Pro-democracy activists in Hong Kong scuffled with police outside government headquarters as tensions ran high Friday, despite an eleventh-hour agreement for talks, as China said the demonstrators were "doomed to fail".

Foreign attention is fixed on the crisis unfolding in one of the world's financial capitals, with the United States, Europe and Japan all expressing their concern, while Hong Kong's last British governor said Beijing was "foolish" for not investing more trust in the city's seven million people.

China, however, reiterated its denunciations of the protest movement, saying there was "no room to make concessions on important principles".

Although most overnight demonstrators had gone home by Friday morning, around 100 remained outside the government complex, which is now the focal point of protests that have brought parts of the city to a standstill for five days.

Demonstrators had set a midnight Thursday ultimatum for Chief Executive Leung Chun-ying to resign and for Beijing to guarantee full democracy to the former British colony, instead of vetting candidates who want to stand for the chief executive's job in 2017 elections.

Leung refused to quit but in a dramatic televised appearance shortly before the midnight deadline, he appointed his deputy to sit down with a prominent students' group that has been at the vanguard of the protests.

There was no sign of the talks starting by Friday afternoon, however. And mistrust was rife that Leung was merely trying to buy time in the hope that the Hong Kong public will tire of the disruption caused by the mass sit-ins, with businesses losing money, schools shut and bus routes severed.

"I think he is avoiding people who are voicing their views," Abigail Hon, 19, told AFP.

"From now on I am going to stay overnight. We hope that Leung can face the problem and respond to what we demand right now," she said, adding that she wants Leung to speak directly with the students.

But the Occupy Central protest group said it welcomed the talks, and hoped they would "provide a turning point in the current political stalemate".

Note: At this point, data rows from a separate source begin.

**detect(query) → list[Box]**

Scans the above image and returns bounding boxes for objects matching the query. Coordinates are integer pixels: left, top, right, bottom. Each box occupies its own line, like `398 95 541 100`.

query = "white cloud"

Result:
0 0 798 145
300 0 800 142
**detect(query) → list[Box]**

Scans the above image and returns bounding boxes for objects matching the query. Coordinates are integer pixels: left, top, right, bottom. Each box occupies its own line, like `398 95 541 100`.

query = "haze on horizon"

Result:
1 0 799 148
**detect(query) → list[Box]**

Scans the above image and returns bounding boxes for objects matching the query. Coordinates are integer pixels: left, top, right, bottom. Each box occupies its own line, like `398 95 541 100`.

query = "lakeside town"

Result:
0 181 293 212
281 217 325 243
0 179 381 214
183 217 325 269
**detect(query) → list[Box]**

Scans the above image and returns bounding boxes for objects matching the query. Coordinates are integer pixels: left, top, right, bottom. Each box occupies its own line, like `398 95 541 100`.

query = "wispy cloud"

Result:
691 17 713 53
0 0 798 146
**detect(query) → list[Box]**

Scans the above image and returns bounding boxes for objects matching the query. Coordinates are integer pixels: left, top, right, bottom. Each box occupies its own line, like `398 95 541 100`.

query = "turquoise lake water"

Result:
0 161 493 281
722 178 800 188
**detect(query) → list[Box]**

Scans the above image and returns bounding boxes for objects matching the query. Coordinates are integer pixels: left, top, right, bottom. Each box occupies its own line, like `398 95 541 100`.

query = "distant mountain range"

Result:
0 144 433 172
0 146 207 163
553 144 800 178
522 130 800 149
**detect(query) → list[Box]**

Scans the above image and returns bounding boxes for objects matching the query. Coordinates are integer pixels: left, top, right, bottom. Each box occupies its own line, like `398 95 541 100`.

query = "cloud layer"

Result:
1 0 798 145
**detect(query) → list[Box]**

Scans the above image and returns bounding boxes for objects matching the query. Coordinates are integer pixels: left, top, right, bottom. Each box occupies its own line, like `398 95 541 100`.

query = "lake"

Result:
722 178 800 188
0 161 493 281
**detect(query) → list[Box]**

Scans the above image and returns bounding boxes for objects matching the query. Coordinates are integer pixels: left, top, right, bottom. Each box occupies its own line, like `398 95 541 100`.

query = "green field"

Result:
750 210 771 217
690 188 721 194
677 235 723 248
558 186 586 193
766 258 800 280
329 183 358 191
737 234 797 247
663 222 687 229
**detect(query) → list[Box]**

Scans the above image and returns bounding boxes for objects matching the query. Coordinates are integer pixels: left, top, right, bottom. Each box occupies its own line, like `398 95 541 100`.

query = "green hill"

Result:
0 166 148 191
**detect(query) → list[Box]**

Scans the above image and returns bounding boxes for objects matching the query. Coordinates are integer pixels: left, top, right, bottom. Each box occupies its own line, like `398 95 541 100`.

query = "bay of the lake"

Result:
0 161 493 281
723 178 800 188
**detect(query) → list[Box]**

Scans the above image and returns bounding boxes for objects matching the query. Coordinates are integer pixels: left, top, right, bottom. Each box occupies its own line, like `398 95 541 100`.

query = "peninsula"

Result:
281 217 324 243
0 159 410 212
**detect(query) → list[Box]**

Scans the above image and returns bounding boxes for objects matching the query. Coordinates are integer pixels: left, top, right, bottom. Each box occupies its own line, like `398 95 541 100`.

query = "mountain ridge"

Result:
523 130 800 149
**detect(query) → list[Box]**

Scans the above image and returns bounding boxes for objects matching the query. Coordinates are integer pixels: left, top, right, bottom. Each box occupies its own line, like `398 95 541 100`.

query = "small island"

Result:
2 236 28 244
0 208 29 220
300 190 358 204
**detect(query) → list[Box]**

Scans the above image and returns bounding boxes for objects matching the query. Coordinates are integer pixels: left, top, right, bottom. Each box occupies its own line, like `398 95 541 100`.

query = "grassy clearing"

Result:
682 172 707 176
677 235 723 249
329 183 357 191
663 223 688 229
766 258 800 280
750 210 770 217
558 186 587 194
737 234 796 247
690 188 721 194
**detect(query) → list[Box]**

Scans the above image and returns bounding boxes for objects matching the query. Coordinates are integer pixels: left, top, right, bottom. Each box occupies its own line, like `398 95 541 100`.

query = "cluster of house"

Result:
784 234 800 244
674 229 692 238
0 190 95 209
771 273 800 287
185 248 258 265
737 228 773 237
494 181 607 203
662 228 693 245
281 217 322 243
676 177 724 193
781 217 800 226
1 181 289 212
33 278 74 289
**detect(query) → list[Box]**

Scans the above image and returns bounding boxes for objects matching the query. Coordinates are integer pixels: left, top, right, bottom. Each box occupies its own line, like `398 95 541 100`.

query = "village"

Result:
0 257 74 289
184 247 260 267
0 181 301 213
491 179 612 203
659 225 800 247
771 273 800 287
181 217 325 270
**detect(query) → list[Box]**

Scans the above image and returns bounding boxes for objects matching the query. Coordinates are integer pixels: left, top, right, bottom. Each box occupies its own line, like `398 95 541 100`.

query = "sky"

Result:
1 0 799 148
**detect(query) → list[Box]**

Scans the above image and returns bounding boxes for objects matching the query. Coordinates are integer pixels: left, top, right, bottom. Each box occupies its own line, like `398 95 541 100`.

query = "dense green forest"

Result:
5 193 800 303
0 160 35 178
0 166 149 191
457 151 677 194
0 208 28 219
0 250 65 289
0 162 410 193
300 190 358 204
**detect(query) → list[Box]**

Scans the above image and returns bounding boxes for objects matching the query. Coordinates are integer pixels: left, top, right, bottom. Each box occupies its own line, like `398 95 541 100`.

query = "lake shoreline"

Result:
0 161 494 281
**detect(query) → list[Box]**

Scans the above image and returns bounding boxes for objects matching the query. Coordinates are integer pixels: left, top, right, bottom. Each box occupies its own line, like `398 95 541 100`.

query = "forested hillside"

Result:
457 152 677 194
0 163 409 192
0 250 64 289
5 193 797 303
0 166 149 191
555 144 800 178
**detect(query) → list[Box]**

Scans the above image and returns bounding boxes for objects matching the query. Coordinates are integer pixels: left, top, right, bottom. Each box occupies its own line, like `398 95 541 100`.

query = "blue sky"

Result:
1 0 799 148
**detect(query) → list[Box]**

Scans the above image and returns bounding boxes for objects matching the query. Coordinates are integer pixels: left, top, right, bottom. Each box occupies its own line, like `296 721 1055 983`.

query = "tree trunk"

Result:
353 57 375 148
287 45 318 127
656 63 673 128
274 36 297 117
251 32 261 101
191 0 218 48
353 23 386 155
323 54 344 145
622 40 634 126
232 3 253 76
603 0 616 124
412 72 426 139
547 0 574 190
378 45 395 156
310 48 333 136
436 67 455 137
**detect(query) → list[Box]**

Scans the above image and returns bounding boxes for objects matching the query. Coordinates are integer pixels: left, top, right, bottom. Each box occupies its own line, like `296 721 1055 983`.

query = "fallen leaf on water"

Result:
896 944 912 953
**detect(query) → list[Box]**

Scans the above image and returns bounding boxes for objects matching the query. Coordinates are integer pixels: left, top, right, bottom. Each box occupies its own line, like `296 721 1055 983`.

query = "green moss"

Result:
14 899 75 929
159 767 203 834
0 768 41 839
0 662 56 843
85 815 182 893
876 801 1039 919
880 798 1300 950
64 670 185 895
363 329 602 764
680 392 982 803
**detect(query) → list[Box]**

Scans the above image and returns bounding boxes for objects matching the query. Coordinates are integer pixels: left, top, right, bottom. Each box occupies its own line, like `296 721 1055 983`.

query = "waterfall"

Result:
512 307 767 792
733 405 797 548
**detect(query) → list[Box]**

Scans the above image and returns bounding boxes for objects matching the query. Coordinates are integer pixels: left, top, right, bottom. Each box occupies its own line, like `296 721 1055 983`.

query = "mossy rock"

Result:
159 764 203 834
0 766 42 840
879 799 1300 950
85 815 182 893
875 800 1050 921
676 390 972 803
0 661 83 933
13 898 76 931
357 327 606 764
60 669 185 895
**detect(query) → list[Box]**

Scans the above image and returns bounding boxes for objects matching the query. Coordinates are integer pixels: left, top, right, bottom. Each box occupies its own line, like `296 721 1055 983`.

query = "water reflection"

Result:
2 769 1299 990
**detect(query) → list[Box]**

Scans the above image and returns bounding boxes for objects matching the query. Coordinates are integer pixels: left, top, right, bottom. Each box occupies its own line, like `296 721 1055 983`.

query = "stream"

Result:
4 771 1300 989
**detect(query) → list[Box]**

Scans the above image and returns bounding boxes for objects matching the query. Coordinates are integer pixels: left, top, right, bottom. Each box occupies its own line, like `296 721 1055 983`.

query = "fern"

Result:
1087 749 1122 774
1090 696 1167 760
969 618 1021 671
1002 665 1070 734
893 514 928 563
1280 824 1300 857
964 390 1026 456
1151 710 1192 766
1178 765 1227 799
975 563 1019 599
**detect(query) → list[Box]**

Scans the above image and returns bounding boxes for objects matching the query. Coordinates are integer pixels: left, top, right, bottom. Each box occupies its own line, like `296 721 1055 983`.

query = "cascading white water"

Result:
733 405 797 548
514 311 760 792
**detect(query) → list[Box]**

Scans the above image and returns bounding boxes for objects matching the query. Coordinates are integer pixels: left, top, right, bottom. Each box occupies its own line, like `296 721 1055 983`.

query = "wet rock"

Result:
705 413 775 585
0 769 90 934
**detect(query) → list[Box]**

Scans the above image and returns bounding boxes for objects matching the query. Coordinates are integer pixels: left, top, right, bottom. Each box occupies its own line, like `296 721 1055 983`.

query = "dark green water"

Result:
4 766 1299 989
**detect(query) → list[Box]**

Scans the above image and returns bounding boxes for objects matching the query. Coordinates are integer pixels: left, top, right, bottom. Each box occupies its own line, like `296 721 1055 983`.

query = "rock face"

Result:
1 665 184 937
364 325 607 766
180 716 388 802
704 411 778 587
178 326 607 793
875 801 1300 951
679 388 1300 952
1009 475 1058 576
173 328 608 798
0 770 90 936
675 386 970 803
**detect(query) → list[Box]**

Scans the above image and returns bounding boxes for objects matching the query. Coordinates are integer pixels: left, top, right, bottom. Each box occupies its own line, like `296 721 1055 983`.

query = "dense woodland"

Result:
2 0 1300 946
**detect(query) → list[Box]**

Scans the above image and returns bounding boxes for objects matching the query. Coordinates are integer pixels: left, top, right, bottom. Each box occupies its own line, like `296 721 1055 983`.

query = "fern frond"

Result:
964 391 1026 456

Police pushed through around 100 demonstrators who were blocking an exit at the government offices Friday morning, saying that a seriously ill officer needed to be let out in an ambulance. In chaotic scenes, protesters refused to move and shouted "liar, liar!"

Relations between protesters and police have deteriorated since tear-gas was fired to disperse crowds last Sunday and boxes carrying rubber bullets were seen being carried by officers Thursday.

Police finally barged their way through to make a path for the ambulance.


'Foreign leaders are watching'

On August 31, China said Hong Kongers would be able to vote for their next chief executive in 2017 but that only candidates vetted by a loyalist committee would be allowed to stand, a decision dismissed as "fake democracy" by campaigners.

In an editorial on Friday, the People's Daily, the Communist Party mouthpiece, repeated Beijing's unbending response.

"Upholding the (August 31) decision of the standing committee of the National People's Congress is the necessary decision, and the only decision," it said, adding that the protests are "against legal principles, and doomed to fail".

And analysts say it is very unlikely that Leung will step down, in what would be a massive loss of face for Beijing and the Hong Kong establishment, at a time when the Communist Party is already working hard to suppress internal dissent on the mainland.

But international concern continues to grow, despite China's angry statements that the Hong Kong crisis is nobody else's business.

The European Union and Japan underlined Hong Kong's importance to the international community.

In light of comments by President Barack Obama and Secretary of State John Kerry, US consul-general Clifford Hart stressed that "America's leaders are focused on developments here".

"As each of you thinks about the future, I just want to repeat my government's strong support for dialogue as the best means to get beyond the current impasse," he said in a Facebook message.

Ex-governor Chris Patten, who brought the curtain down on British rule of Hong Kong in 1997, welcomed the government's offer to talk with the students.

But in comments to the BBC, he also said: "I think it betrays a rather foolish sense on the side of Beijing that they can't trust the people of Hong Kong to behave responsibly and sensibly. They can."